General Information
I am part of a group of students from Charles University which includes
Todor Antić,
Ben Benčík,
Adam Džavoronok,
Guillermo Gamboa,
Robert Jaworski,
Tymur Kotkov,
Sofiia Kotsiubynska,
Júlia Križanová,
Volodymyr Kuznietsov,
Tymofii Reizin,
Jakub Šošovička,
Filip Úradník,
and
Patrik Zavoral.
Project Description
- In the Euclidean k-center problem we are given a set of points in the Euclidean plane and the goal is to partition them into k parts (called clusters) so as to minimize the maximum over all clusters, the radius of the minimum enclosing circle for the clusters. In the Euclidean k-diameter we are given the same input and would like to minimize the maximum diameter over all the clusters. In this project, we try to bridge the gap for both these problems between their polynomial time approximation factor and their NP-hardness inapproximability factor.
Research Log
Week 1 (5/28-5/31)
The program has just begun.
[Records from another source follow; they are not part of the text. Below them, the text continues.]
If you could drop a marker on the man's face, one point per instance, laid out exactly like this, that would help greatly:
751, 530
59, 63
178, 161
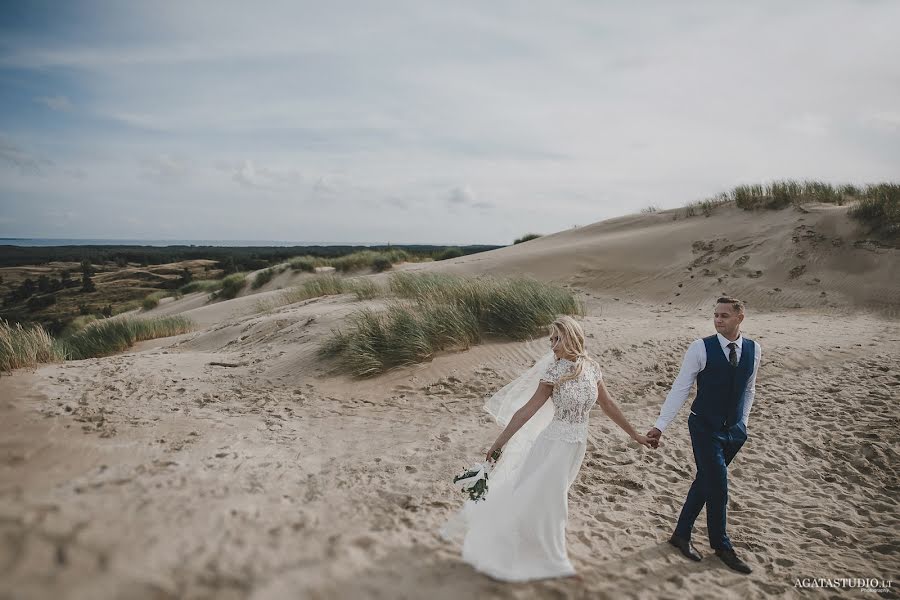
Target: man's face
727, 320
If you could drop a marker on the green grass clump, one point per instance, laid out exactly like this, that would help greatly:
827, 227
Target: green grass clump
262, 278
440, 312
879, 208
109, 336
365, 289
26, 346
231, 286
201, 285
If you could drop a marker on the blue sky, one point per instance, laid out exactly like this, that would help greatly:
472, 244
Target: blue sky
426, 122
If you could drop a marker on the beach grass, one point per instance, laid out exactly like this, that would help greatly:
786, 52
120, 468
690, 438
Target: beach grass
109, 336
879, 209
26, 346
31, 345
435, 311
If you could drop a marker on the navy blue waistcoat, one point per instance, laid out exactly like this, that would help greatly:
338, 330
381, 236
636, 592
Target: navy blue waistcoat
721, 387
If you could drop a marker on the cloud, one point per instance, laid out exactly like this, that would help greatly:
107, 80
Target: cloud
810, 124
435, 114
460, 196
164, 169
22, 160
247, 174
885, 121
58, 103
We met with Karthik and his PhD student
Mursalin for the first time. We discussed some known results and agreed
on what to read and (try to) understand until the next meeting.
Week 2 (6/3-6/7)
On Monday we had a meeting with Karthik where he gave us some advice on what to include in the presentation which we had the next day. We solved last week's exercise in a way which did not help us understand the problem better. So we continued working on it from another perspective, and noticed some mistakes in the original proof. On the next meeting with Karthik, we got some more things to think about.
Here is our presentation:
Week 3 (6/10-6/14)
We finished the part of getting familiar with the clustering problem. Karthik introduced us to a new problem, which is the one he actually wants us to work on from now on. This is Clustering with Outliers, where we are given the choice to throw out a fixed portion of the input points. We met with him three times this week, and once with Mursalin. We already got some results, which Karthik helped us outline and it remains to fill in the gaps.
Week 4 (6/17-6/21)
We tried to fill in the gaps in the proofs of the partial results from last week's meeting with Karthik. We got stuck, and some of the ideas stopped making sense. So we tried coming up with some more, and have some simpler but weaker results.
Week 5 (6/24-6/28)
We continued working on fixing the proofs. We took a step back. After a meeting with Karthik, we decided to make a computer program to find an edge embedding for small cycles, which might give some insight on how to proceed, as well as what works and what does not.
Week 6 (7/1-7/5)
Programming, coding, developing. That is the name of the game this week. We found some embeddings for cycles on 4 and 5 vertices in both l_1 and l_2. So now we are trying to generalize them. We have many ideas, and an easily modifiable program.
Week 7 (7/8-7/12)
We continue expoloring different ideas through the code. We figured out that embeddings correspond to positive semi-definite matrices, so we are trying to work backwards: i.e. find the embedding by checking many different matrices. This idea seemed helpful in the beginning, but we have failed to get better results.
Week 8 (7/15-7/19)
This is our last week in the US. We had our final presentation of the program where we got to present our results. On Thrusday we left for Prague.
Week 9 (7/22-7/26)
This week the Prague students together with six of our American colleagues got to attend a series of interesting lectures at Charles University. We are also writing our final report.
Acknowledgements
This work was carried out while the author Jelena Glišić was a
participant in the 2024 DIMACS REU program, supported by CoSP, a project
funded by European Union’s Horizon 2020 research and innovation
programme, grant agreement No. 823748.